Relational Databases and Relational Database Schemas
A relational database schema (S) is a set of relation schemas:
S = {R1, R2, R3, ..., Rm}
and a set of integrity constraints IC.
A relational database state (DB) of S is a set of relation states:
DB = {r1, r2, ..., rm}
such that each ri is a state of Ri and satisfies the integrity constraints specified in IC.
A database state that does not satisfy all constraints is called not valid.
A database state that does satisfy all constraints is called a valid state.
Integrity constraints are defined on the database schema and must hold on every valid state.
Entity Integrity, Referential Integrity, and Foreign Keys
Entity Integrity
- No primary key value can be NULL.
Referential Integrity
A referential integrity constraint is specified between two relations to maintain consistency among tuples.
A set of attributes FK in relation schema R1 is a foreign key referencing relation R2 if:
The attributes in FK have the same domain(s) as the primary key attributes PK of R2.

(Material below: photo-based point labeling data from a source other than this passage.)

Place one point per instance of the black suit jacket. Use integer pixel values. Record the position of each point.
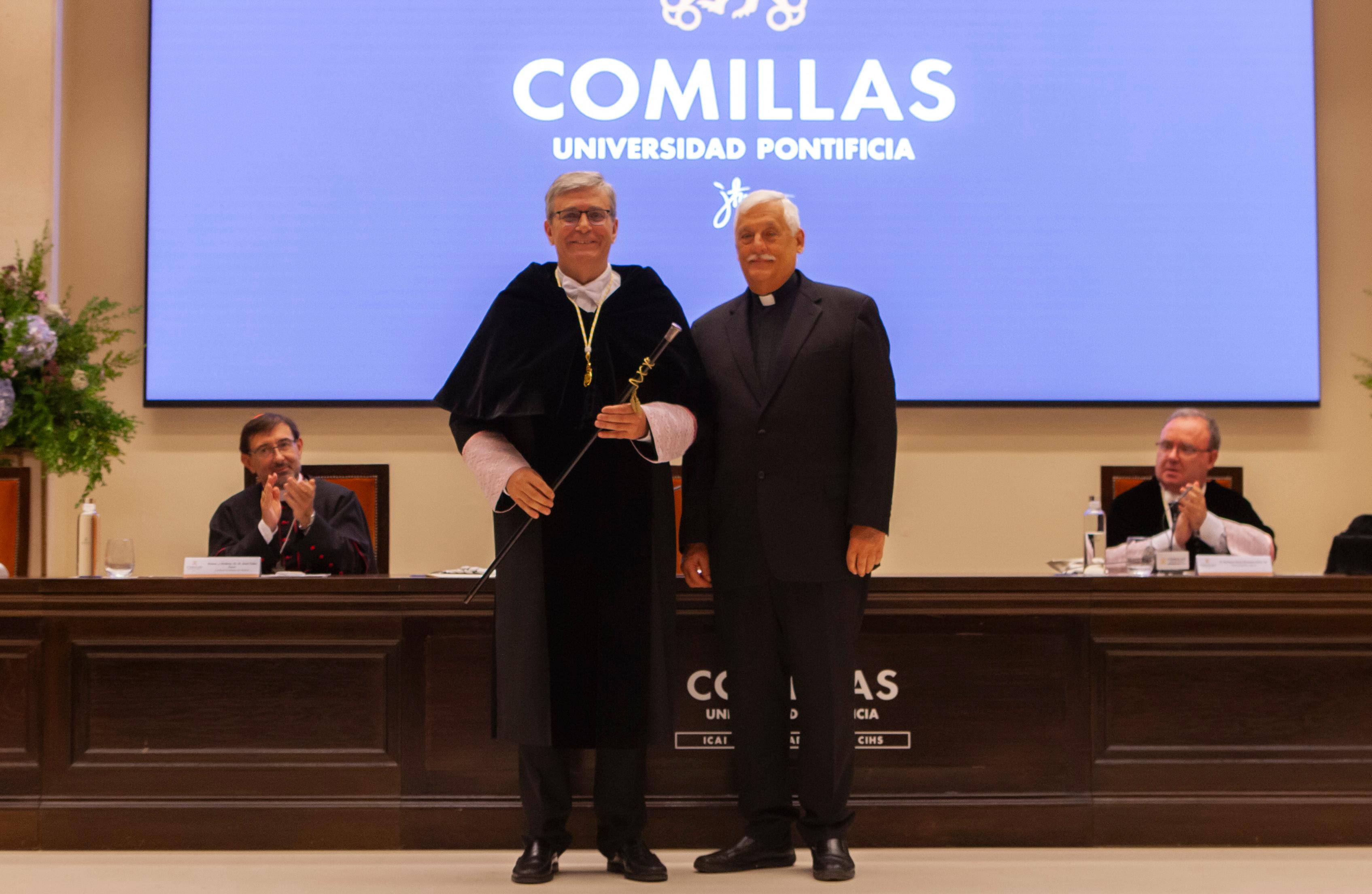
(340, 542)
(776, 480)
(1138, 513)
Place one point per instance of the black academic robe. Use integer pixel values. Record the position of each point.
(586, 602)
(1139, 513)
(340, 542)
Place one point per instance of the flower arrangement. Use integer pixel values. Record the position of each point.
(51, 381)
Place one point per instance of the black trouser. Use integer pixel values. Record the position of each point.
(545, 786)
(807, 632)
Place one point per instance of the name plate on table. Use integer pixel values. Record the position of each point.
(1174, 561)
(1234, 565)
(223, 566)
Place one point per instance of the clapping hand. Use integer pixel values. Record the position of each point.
(1193, 514)
(271, 502)
(299, 495)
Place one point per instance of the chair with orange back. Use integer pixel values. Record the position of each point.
(14, 519)
(1116, 480)
(372, 485)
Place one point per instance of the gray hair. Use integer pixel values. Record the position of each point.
(1194, 413)
(788, 208)
(576, 181)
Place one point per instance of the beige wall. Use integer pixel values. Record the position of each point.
(979, 491)
(27, 46)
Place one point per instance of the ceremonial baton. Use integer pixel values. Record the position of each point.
(629, 397)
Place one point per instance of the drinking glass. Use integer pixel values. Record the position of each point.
(119, 558)
(1139, 557)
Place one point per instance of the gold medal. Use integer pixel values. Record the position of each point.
(588, 337)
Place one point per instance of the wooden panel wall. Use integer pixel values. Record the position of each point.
(355, 713)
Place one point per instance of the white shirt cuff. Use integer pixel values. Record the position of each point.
(1212, 532)
(671, 429)
(493, 459)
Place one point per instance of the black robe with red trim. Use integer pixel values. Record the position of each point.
(338, 542)
(586, 600)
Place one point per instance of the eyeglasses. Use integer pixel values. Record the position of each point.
(571, 217)
(283, 447)
(1185, 449)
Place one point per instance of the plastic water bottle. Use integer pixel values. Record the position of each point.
(1094, 537)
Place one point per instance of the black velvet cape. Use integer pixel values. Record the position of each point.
(1138, 513)
(338, 542)
(586, 603)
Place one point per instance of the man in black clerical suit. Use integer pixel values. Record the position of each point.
(586, 600)
(1178, 509)
(294, 524)
(787, 500)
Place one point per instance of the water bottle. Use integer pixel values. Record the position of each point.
(87, 526)
(1094, 537)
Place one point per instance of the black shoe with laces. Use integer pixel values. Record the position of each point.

For any tuple t1 in the current state of R1, the value of FK either:
Occurs as the value of PK in some tuple t2 in R2, or
Is NULL.
R1 is called the referencing relation.
R2 is the referenced relation.
A foreign key can refer to the same relation it belongs to (self-referencing).
Other Types of Constraints
Semantic integrity constraints: e.g., the salary of an employee should never be more than their supervisor’s. Enforced using triggers or assertions.
State constraints: The database state must always be valid.
Transition constraints: e.g., the salary of an employee can only increase.
Update Operations, Transactions, and Dealing with Constraint Violations
Operations of the Relational Model:
Retrievals: Queries that return new relations by applying relational operators.
Updates: Modify the state of relations using:
Insert: Adds new tuples.
Delete: Removes existing tuples.
Update (Modify): Changes attribute values in existing tuples.
All operations must respect integrity constraints.
The Insert Operation
Provides attribute values for a new tuple t in relation R. Insert can violate:
Domain constraint: If an attribute value does not match its domain.
Key constraint: If the key value already exists.
Entity integrity: If a primary key value is NULL.
Referential integrity: If a foreign key value refers to a non-existent tuple.
The Delete Operation
Can violate referential integrity if the deleted tuple is referenced by foreign keys. Possible options when this happens:
Restrict
Cascade
Set null / Set default
The Update Operation
Used to modify attribute values in one or more tuples of a relation R.
Must specify a condition to identify tuples to update.
Must ensure no integrity constraints are violated.